I'm on mobile so I can't put too much info, but my search results on Google are all ?no-cache=1 I don't know why it's so messed up. I now have a lot of duplicate content indexed and I hope I won't get blocked or similar.
What is going on?
Thank you
Describe the issue that you're seeing.
Clear steps describing how to reproduce the issue. Please please please link to a demo project if possible, this makes your issue _much_ easier to diagnose (seriously).
What should happen?
What happened.
Run gatsby info --clipboard in your project directory and paste the output here. Not working? You may need to update your global gatsby-cli - npm install -g gatsby-cli
Anything that I can do to fix it quickly before I lose my Google ranking?
I can see from Google web console that this is happening
Only happens if you come from Google on a mobile. Works fine on desktop
I think google somehow indexed most of my pages with ?no-cache and they started to replace my pages without ?no-cache because these rank better. If I'm on mobile and I select "Desktop site" I receive results without ?no-cache in google.
@hackhat There is a way to exclude no-cache in Google Webmaster tools: https://support.google.com/webmasters/answer/6080550?hl=en&authuser=1&ref_topic=6080547
Also implementing canonical urls should help too.
I've seen some mutterings within this repo around no-cache, but was wondering if there was a more official place I could go to find out the main purpose of it. Since this URL param is inherently seen as a duplicate URL/content and would need to be specifically removed from every single Gatsby website in Google's eyes through webmaster tools; is there something we can do to prevent the use of this in general?
I may not be understanding the core concept; and the parameter itself has caused a bit of a headache for us internally as of late.
cc @KyleAMathews
It's a work around to get gatsby-plugin-offline working. I agree it's not a great solution. @davidbailey00 could you look into other options for checking if a page has been seen?

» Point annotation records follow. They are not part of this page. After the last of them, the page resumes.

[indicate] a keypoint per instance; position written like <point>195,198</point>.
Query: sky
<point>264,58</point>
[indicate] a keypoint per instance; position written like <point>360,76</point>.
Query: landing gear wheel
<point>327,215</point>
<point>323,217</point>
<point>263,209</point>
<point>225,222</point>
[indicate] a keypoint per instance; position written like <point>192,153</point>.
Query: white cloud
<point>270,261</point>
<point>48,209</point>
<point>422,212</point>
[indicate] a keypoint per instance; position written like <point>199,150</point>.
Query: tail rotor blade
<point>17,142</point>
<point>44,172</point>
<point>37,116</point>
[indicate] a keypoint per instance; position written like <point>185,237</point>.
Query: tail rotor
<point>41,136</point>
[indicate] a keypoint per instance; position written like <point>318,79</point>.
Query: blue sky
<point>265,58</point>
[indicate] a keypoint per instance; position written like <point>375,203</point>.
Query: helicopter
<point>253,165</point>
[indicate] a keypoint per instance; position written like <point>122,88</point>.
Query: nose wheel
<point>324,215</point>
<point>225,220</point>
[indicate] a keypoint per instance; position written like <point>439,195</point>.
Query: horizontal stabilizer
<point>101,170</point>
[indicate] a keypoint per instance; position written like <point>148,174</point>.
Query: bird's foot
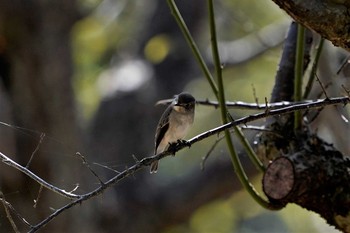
<point>172,148</point>
<point>184,142</point>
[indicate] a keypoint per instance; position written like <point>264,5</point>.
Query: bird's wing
<point>163,126</point>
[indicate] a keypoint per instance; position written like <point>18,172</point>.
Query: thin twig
<point>10,207</point>
<point>8,214</point>
<point>42,135</point>
<point>321,84</point>
<point>145,162</point>
<point>299,70</point>
<point>87,165</point>
<point>6,160</point>
<point>38,197</point>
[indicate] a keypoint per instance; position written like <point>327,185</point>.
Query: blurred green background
<point>128,54</point>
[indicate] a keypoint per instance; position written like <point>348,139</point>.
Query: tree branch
<point>145,162</point>
<point>328,18</point>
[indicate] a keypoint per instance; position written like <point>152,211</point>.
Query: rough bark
<point>329,18</point>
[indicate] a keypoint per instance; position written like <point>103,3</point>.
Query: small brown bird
<point>174,124</point>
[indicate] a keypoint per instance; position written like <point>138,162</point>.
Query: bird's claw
<point>172,148</point>
<point>184,142</point>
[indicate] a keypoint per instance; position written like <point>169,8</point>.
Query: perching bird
<point>174,124</point>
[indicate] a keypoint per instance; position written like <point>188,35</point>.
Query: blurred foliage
<point>102,40</point>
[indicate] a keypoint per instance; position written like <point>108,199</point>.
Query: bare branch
<point>6,160</point>
<point>145,162</point>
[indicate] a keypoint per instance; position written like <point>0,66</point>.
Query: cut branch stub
<point>278,179</point>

@KyleAMathews Appreciate the response; we're not using that plugin currently, but sounds like it's just kinda baked-in there in case it is. Do you happen to know of any workarounds to disable that entirely, or is that "too core" to touch at the moment until an alternative solution is figured out?
It's in core right now
Gotcha; while I'm not as versed into that part of the app in particular, if there is any headway on testing out a different solution; I'll be ready to give things a whirl on my end!
@hackhat we're sorry to hear this! Is there any way you could let us know if you're able to reproduce this? I just tried with gatsbyjs.org and wasn't able to replicate. I also checked out Google Analytics logs, and didn't really see any issues, definitely not ?no-cache=1 on _all_ of our logs!

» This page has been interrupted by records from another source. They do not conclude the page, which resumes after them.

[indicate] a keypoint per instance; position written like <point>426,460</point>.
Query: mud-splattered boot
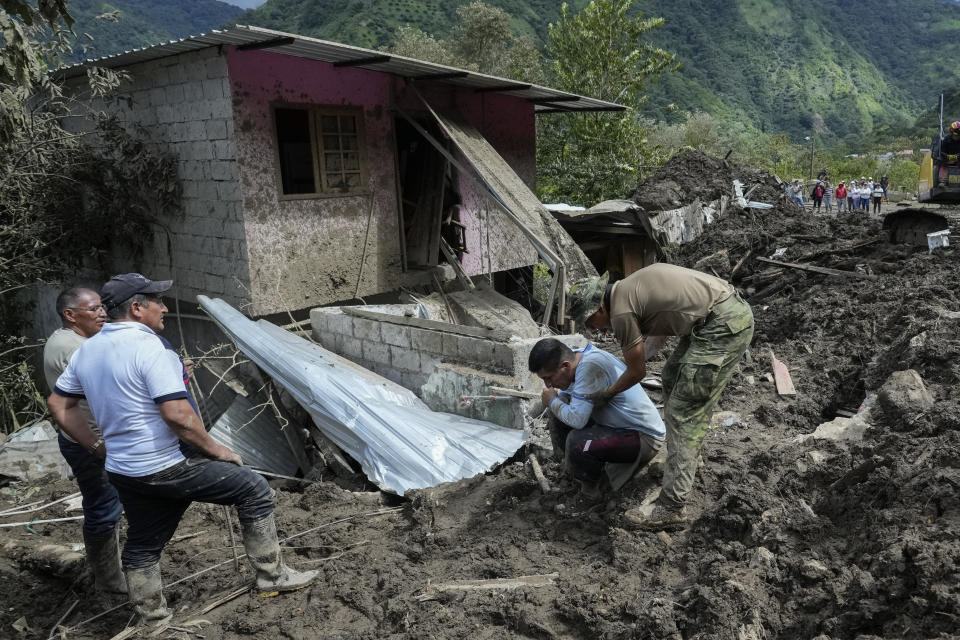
<point>103,556</point>
<point>263,552</point>
<point>145,587</point>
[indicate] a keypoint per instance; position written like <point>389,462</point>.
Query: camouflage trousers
<point>693,379</point>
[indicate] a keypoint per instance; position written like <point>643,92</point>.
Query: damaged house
<point>316,174</point>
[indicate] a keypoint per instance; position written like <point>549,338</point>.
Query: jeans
<point>586,450</point>
<point>155,503</point>
<point>101,505</point>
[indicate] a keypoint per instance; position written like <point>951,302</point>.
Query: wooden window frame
<point>316,112</point>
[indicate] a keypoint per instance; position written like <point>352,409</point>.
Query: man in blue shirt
<point>618,437</point>
<point>133,382</point>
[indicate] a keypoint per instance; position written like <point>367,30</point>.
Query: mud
<point>788,539</point>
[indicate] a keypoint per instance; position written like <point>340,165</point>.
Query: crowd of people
<point>847,195</point>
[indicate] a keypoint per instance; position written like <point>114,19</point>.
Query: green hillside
<point>142,22</point>
<point>835,67</point>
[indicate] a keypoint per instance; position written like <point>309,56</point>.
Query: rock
<point>839,430</point>
<point>718,262</point>
<point>726,420</point>
<point>815,570</point>
<point>903,396</point>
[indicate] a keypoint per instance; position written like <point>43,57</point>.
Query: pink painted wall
<point>307,252</point>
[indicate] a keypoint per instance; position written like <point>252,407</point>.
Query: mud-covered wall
<point>508,124</point>
<point>307,251</point>
<point>183,102</point>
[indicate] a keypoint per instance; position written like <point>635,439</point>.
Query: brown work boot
<point>103,556</point>
<point>263,552</point>
<point>145,587</point>
<point>655,517</point>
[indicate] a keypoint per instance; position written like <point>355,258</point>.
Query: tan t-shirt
<point>662,300</point>
<point>60,347</point>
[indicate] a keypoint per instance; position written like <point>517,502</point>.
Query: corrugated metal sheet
<point>500,177</point>
<point>399,442</point>
<point>253,433</point>
<point>551,100</point>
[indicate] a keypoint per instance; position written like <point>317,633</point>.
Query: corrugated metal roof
<point>546,100</point>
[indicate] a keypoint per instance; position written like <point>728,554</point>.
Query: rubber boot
<point>263,552</point>
<point>145,587</point>
<point>103,556</point>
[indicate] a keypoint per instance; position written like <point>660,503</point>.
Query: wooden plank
<point>433,325</point>
<point>782,377</point>
<point>331,453</point>
<point>496,584</point>
<point>740,262</point>
<point>527,395</point>
<point>824,270</point>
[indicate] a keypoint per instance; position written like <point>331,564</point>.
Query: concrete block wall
<point>405,355</point>
<point>184,101</point>
<point>438,366</point>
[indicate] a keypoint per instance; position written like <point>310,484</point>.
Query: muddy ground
<point>789,538</point>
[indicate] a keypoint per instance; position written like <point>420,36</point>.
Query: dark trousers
<point>586,450</point>
<point>155,503</point>
<point>101,505</point>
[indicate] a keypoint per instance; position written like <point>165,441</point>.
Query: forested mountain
<point>836,67</point>
<point>130,24</point>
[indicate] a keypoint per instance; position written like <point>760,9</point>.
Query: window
<point>321,150</point>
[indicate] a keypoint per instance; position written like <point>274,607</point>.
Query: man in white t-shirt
<point>82,316</point>
<point>134,383</point>
<point>617,438</point>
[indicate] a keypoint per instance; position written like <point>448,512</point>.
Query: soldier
<point>715,327</point>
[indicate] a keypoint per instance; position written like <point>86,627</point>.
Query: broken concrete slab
<point>903,396</point>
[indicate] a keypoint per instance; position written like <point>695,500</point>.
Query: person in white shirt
<point>134,383</point>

Could be an outdated gatsby-plugin-offline plugin issue, perhaps?
Hi @hackhat @zslabs, I'm the one responsible for the ?no-cache=1 stuff so just to let you know, I'll be checking this out ASAP.
The purpose of this query is to prevent service workers gobbling up pages on your site which aren't generated by Gatsby - e.g. if I visit Netlify CMS /admin/ with a service worker installed, Gatsby will show a 404 because the SW returns a basic offline shell for all pages, and Gatsby can't find a page called /admin/ which it generated (even though it exists on the server, it wasn't created by Gatsby).
So to work around this, we check the HTTP status code for that page if Gatsby can't find it, and then unless it's a 404, we redirect there appending ?no-cache=1 to prevent the SW handling it again. (If it's a 404 then we just show the Gatsby 404 page as usual.)
However, what's happening here is that Gatsby isn't loading the resources properly for a page, and therefore thinking that it's a page not generated by Gatsby, just like Netlify CMS. So if we were to look in the Googlebot console we'd probably see an error saying "Found ?no-cache=1 while attempting to load page directly" - this is logged whenever Gatsby detects the just problem described, and should never be logged on a working app.
Until now I thought we'd ironed out all edge cases and prevented this from happening, but from the looks of things there are still some cases where it might occur - which might be difficult to debug if it's only problematic with Googlebot. Hopefully it'll also be problematic in some desktop browsers so we can actually tell what's going wrong rather than just guessing - last time I checked in Chrome there were no issues, and we're currently working on adding tests to prevent this sort of thing.
馃憢 @davidbailey00 Thanks for jumping in and the rundown of how that feature works!
Googlebot certainly doesn't make it easy, does it?! We also ran into some weirdness with it's mobile-bot not being able to read our pages because we were using the CSS vh unit for certain hero images https://stackoverflow.com/questions/38103636/fetch-as-google-googlebot-desktop-not-rendering-page-correctly 馃憟 That was a fun one.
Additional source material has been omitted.